Now, my first real acceptance of regular old black coffee came when I was an early teenager, hanging out with my older (cooler!) teenage cousins. They were in high school, old enough to determine their own fates on a weekend (because, you know, they could DRIVE), and living in a small enough town that one of the only places to go late in the evening was the truck stop, which had a 24-hour diner. And on one visit, for who knows what reason, I got invited along to one of these teenage truck stop hangouts, and since THEY were all drinking coffee, I did too. I come from a long line of coffee drinkers, so it really was only a matter of time. But the truck stop is my first memory of actually ordering a cup of coffee for myself.

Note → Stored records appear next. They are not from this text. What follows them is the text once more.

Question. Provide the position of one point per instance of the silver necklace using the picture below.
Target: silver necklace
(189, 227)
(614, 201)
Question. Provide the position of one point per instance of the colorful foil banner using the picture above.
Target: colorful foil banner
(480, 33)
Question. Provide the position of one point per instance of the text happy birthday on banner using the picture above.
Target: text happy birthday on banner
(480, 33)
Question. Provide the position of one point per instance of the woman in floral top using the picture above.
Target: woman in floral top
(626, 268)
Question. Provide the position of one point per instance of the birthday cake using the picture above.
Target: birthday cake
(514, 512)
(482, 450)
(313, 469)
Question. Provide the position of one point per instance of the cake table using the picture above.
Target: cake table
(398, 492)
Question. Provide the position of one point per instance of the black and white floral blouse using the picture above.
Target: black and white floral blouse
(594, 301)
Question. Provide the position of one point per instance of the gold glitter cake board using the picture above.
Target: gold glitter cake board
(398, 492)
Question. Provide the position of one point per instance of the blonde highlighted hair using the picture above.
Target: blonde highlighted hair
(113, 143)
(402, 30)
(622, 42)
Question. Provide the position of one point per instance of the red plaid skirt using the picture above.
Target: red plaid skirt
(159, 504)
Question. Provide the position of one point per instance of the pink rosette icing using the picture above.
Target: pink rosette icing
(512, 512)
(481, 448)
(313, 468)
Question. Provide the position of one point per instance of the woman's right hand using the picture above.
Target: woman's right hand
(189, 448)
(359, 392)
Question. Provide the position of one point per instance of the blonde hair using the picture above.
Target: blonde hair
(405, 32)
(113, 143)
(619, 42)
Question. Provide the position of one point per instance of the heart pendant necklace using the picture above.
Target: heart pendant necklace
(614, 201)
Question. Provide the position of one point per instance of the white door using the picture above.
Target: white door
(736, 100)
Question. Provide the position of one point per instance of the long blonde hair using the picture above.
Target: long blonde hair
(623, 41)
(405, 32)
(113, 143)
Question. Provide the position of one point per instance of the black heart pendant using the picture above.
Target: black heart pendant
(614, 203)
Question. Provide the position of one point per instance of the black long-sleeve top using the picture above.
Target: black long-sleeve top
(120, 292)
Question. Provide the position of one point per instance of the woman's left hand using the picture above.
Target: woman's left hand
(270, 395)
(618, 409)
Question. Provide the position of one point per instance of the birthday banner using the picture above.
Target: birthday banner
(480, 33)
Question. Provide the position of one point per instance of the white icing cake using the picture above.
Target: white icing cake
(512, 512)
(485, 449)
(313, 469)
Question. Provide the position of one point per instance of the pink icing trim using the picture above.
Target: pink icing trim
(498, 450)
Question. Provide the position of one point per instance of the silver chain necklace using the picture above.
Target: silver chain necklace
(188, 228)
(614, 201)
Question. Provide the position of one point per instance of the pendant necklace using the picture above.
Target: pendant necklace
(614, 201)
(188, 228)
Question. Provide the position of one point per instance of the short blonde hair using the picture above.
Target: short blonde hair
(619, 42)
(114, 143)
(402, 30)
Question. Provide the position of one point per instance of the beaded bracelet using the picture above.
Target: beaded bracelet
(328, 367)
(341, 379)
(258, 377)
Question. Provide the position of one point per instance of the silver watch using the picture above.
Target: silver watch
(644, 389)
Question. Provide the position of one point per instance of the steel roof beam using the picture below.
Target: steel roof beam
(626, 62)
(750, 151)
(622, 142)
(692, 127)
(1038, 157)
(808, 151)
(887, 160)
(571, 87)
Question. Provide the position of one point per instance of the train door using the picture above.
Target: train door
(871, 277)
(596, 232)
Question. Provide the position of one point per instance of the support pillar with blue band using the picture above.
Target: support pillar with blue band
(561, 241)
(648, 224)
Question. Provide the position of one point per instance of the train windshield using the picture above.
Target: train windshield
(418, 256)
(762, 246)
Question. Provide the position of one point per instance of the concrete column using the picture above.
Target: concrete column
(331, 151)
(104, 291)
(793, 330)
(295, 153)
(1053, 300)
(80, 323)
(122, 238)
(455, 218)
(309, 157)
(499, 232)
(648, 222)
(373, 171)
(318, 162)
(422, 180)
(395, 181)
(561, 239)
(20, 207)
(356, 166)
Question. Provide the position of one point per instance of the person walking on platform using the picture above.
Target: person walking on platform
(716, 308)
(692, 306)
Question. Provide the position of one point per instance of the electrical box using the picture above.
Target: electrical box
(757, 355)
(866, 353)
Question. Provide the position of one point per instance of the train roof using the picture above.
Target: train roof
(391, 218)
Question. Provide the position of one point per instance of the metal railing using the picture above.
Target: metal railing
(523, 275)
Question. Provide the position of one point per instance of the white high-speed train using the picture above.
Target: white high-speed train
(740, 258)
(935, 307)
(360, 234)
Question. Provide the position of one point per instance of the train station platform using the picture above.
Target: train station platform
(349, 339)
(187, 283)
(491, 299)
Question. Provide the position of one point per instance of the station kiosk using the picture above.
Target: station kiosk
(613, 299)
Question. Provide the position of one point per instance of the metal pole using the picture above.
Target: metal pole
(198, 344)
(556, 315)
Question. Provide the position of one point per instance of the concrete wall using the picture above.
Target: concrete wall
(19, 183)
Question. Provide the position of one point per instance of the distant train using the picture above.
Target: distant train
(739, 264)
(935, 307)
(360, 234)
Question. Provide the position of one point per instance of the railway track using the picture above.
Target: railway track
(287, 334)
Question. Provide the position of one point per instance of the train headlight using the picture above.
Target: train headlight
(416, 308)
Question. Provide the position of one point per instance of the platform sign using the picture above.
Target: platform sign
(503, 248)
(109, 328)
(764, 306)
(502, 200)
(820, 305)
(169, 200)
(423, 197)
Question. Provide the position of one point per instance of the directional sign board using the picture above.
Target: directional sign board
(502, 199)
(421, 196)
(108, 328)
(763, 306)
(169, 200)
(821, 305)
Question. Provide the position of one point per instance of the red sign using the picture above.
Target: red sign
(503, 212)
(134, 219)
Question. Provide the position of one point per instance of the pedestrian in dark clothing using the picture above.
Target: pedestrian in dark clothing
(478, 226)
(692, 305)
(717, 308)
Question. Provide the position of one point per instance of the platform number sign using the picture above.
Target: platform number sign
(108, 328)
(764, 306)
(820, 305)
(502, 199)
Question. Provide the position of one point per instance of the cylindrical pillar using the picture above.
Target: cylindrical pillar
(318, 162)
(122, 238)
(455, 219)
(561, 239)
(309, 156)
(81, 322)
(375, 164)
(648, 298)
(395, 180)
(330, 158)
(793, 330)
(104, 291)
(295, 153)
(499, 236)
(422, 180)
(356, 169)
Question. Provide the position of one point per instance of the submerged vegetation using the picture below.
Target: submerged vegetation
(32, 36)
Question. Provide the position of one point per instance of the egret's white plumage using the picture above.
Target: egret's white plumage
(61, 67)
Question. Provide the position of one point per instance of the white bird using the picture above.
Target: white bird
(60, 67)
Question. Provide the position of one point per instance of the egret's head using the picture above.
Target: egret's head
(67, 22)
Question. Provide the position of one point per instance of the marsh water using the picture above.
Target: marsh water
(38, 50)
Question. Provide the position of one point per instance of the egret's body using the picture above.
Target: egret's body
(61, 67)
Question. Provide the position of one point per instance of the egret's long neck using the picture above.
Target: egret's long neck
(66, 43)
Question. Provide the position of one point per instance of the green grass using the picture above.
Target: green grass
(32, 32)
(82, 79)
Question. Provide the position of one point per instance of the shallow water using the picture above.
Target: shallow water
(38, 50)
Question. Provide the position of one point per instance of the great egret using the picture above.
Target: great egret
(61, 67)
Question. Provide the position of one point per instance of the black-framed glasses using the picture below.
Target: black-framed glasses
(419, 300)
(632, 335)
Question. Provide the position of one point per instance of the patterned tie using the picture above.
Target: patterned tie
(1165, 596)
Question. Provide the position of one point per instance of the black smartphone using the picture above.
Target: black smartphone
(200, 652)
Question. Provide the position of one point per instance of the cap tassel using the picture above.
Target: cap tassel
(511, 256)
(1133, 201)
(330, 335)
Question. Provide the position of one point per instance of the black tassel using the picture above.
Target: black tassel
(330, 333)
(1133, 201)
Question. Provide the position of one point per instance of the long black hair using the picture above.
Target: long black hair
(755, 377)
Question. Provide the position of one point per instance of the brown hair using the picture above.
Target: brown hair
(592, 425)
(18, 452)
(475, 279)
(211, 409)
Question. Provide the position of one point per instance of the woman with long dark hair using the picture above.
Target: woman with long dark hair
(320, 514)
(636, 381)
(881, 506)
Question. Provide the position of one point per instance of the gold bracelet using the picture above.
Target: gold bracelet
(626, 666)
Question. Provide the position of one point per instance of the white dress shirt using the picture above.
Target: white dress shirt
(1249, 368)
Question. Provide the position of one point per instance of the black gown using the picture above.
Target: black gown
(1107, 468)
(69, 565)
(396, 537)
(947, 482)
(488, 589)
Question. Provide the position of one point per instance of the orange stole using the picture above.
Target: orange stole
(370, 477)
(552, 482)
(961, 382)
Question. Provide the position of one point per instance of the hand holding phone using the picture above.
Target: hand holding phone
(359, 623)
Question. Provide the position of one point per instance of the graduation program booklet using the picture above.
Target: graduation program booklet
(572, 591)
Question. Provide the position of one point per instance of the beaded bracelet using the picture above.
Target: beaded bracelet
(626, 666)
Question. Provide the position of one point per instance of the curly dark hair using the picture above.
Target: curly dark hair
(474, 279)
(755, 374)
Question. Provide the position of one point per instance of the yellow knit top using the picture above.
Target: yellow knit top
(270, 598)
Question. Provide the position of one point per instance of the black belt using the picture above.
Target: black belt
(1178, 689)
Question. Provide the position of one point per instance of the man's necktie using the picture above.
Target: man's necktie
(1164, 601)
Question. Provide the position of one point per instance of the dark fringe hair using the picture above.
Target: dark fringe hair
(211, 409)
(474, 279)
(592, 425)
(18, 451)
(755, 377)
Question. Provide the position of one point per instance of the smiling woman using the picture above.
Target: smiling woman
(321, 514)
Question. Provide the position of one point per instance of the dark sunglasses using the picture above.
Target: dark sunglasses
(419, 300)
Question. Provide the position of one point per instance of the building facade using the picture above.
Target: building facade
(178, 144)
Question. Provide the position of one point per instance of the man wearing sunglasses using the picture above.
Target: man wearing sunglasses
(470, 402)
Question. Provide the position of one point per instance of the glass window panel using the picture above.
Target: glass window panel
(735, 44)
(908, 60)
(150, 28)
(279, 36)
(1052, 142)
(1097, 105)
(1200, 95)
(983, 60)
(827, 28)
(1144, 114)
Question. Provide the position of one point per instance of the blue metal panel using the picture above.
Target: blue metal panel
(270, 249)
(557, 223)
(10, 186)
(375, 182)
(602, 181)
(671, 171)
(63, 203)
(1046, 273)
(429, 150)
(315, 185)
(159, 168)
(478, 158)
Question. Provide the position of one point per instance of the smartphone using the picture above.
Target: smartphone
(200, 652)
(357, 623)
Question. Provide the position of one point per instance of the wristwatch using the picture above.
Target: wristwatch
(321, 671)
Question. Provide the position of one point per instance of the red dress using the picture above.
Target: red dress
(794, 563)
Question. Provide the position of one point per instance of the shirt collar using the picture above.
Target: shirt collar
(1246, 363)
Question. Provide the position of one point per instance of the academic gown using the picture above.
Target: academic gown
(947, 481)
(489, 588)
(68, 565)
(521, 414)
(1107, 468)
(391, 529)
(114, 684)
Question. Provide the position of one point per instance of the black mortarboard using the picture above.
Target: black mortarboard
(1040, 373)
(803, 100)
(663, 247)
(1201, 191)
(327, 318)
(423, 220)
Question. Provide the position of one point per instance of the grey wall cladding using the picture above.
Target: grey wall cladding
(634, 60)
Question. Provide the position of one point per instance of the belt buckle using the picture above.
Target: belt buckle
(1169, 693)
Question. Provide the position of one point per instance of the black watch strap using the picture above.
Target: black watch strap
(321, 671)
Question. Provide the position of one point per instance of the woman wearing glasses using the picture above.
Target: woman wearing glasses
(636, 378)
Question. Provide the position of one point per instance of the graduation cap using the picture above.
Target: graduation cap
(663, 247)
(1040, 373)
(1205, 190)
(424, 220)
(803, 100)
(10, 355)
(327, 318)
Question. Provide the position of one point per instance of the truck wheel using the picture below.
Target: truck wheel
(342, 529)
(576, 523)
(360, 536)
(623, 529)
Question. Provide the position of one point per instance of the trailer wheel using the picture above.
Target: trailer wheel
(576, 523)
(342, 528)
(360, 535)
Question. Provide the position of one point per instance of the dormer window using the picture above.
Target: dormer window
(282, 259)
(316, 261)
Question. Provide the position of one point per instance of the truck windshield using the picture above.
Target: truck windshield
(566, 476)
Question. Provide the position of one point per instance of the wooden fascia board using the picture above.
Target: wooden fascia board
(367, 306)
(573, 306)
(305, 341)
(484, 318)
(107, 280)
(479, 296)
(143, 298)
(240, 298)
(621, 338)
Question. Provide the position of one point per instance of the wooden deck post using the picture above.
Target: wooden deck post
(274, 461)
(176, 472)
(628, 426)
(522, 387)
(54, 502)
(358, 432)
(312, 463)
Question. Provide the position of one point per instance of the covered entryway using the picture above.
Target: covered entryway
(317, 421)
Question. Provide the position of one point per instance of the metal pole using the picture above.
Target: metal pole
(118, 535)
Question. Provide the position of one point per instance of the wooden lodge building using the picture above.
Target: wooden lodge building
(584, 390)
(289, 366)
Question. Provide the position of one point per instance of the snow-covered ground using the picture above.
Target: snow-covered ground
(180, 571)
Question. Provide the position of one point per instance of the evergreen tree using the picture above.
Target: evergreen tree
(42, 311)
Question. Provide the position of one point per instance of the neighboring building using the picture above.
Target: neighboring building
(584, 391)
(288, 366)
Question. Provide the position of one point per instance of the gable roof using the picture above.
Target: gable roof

But back to the "fancy" coffee drinks. Waaaaay before Starbucks was a thing, there was a little coffee bar in the downstairs entryway to the then-new Nordstrom's in the new wing of the Oak Brook shopping center. There was always a long line. And I don't remember the exact day or occasion - perhaps while doing some Christmas shopping, which is a very cold endeavor in an outdoor mall in Chicagoland - but we as a family stood in that long line, and ordered various milky, sweet, caffeinated drinks from this cramped coffee shop. I don't know exactly, but I'm guessing this was years before my teenage coffee-drinking days.
For my younger sisters, it was hot chocolate and not coffee. But my parents and I tried out different renditions of mochas - my mom got a raspberry mocha! - and fussed over the little shakers of chocolate, vanilla, cinnamon, and nutmeg powders that we could sprinkle on top of our foamy drinks.
I'm not sure if this memory means anything in the grand scheme of things. Maybe it's a reminder of how things change, and how these special, almost-exotic coffee creations have become such a routine part of my days and weeks. Or maybe it's an excuse to think about all of the things - big AND small - that I've experienced with a family I love. Maybe it's just a memory; just nostalgia.
But on even a hot, muggy summer day like today, it is still good to feel warmed by an unexpected memory, an uninvited but more than welcome picture from the past, a small and simple nod to a good life and a great family.